Table 2. Key terms: Comparison between the combined list of terms and the terms from Michigan State University's corpus
Combined MSU
Worked Worked
Grammar Grammar
Talked Discussed
Read Talked
Disucssed Ideas
Wanted Structure
Ideas Read
Make Make
Session Sentence(s)
Thesis Sure
Sentence(s) Clarity
Help Thesis

The top 12 terms (with stopwords exempted) for the combined data and MSU data was included (see Table 2). When viewed as a table, this data helps us see both similarities and differences between the combined data set and MSU’s data set; furthermore, it provides a sense of what might be valued by one institution when compared to the combined institutions. There are many similarities, including worked, grammar, talked, read, discussed, ideas, make, thesis, and sentence(s). There are also some key differences, including wanted, session, help, structure, sure, and clarity. Two words in particular stand out for the Michigan State University Writing Center that are not on the combined list: “sure” and “clarity.” Sure can be used to mark confidence (e.g., she is right for sure) or, more likely, as an idiom (i.e., to make sure) that indicates to be or become absolutely certain. Clarity, meanwhile, functions as a way to move toward a better understanding. Both represent language used to seek or determine a better understanding.
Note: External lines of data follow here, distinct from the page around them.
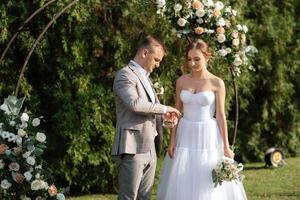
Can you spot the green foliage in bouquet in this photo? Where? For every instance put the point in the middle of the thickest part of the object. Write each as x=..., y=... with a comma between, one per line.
x=23, y=174
x=227, y=170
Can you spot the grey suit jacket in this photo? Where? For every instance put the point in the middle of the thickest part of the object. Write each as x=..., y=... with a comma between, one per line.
x=137, y=117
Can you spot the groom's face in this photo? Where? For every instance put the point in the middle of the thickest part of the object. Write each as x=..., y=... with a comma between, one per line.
x=152, y=58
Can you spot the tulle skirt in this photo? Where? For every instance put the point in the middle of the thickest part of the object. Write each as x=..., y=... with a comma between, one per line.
x=187, y=176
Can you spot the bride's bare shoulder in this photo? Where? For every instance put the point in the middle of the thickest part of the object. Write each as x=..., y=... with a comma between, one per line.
x=182, y=79
x=216, y=81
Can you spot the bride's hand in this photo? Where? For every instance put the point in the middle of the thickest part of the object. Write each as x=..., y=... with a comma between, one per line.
x=228, y=153
x=171, y=150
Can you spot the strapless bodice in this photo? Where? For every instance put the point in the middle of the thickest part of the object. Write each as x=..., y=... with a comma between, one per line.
x=198, y=106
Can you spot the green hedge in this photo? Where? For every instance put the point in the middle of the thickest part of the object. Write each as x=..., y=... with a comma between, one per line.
x=69, y=78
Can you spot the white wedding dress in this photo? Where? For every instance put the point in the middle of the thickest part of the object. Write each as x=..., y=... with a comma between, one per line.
x=199, y=147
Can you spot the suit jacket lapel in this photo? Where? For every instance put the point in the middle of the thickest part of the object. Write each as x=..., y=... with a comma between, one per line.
x=136, y=71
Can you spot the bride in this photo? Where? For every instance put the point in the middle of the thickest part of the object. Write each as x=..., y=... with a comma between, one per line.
x=199, y=141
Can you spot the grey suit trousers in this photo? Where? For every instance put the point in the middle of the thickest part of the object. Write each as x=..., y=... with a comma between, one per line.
x=136, y=175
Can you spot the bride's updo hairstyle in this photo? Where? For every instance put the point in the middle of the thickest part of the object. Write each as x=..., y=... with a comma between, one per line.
x=200, y=45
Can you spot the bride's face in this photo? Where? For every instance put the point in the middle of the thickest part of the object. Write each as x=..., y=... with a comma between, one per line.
x=196, y=60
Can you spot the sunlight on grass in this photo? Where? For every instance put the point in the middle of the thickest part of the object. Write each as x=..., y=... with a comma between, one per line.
x=260, y=183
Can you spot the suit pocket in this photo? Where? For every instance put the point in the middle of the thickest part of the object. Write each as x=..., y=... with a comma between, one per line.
x=133, y=127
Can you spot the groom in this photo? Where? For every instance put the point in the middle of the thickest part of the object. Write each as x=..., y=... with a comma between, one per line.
x=139, y=118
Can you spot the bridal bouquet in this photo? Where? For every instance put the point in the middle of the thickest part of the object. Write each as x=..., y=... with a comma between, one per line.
x=227, y=170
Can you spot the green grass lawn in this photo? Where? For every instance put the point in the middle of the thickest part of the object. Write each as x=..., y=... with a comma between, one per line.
x=260, y=183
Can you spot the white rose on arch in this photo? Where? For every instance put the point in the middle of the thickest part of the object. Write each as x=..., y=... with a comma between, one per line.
x=215, y=21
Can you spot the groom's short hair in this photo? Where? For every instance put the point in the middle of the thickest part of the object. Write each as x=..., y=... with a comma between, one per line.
x=150, y=42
Table 3, below, provides a series of key terms and individual institutions by relative frequency.

Table 3. Comparison bewteen institutions, relative frequency per 1 million words of terms
Grammar 8,771 2,675 1,819 4,569
Talked 5,992 4,500 3,357 3,364
Discussed 6,327 3,746 1,491 2,126
Read 4,508 3,568 2,428 3,348
Thesis 3,396 2,757 3,369 1,611
Sentence(s) 7,550 3,658 4,548 4,977

Tables such as Table 3, drawn from each institution’s individual corpus, are useful for comparing information (Sherman &  Johnson, 1990). As noted earlier, tables are also effective in presenting precise numbers. Because of the numerical details included in it, this type of visualization prompts a series of questions. The first is why terms like grammar, discussed, and sentences are much higher for MSU than other institutions. Is it because there are more consultations represented in the terms at MSU than at other institutions? Or is there something else going on there? The second is the low relative frequency at University of Michigan for “grammar.” Is that because there are fewer consultations represented in the data? Or is it because sessions are focused on more global concerns? Likewise, MSU has a higher relative frequency for “discussed” than other institutions. Is this due to the number of consultations? Is it a function of tutor training at the institution? And is it telling or important? These are questions that other data visualizations and other methods of analysis can help to solve.


An advantage of using tables is that the best practices for them are easy to learn, understand, and put to use (Few, 2012). But, to mitigate any shortcomings with tables, there are a few things to remember when using tables for data visualization:

  • Use title and headings to accurately describe the table’s contents.
  • Use consistent formatting.
  • Avoid arbitrary ordering along the first column (Dunn, 2010).
  • Avoid excessive grid lines (Dunn, 2010).
  • Don’t make the reader do all the work, but describe what the data reveals about the topic (McKenna, 2018).
  • Reference the table in text.

The table functions as a good starting point for data visualization; it can be used by a broad range of researchers from novices to experts, and most people are familiar with them. Tables can also serve as the end point for data analysis as well as prompt questions and promote inquiry about data, serving as hypothesis formation. And tables are a precursor to more complex visualizations like Cirrus, Collocates, and Word Trees, included in this site.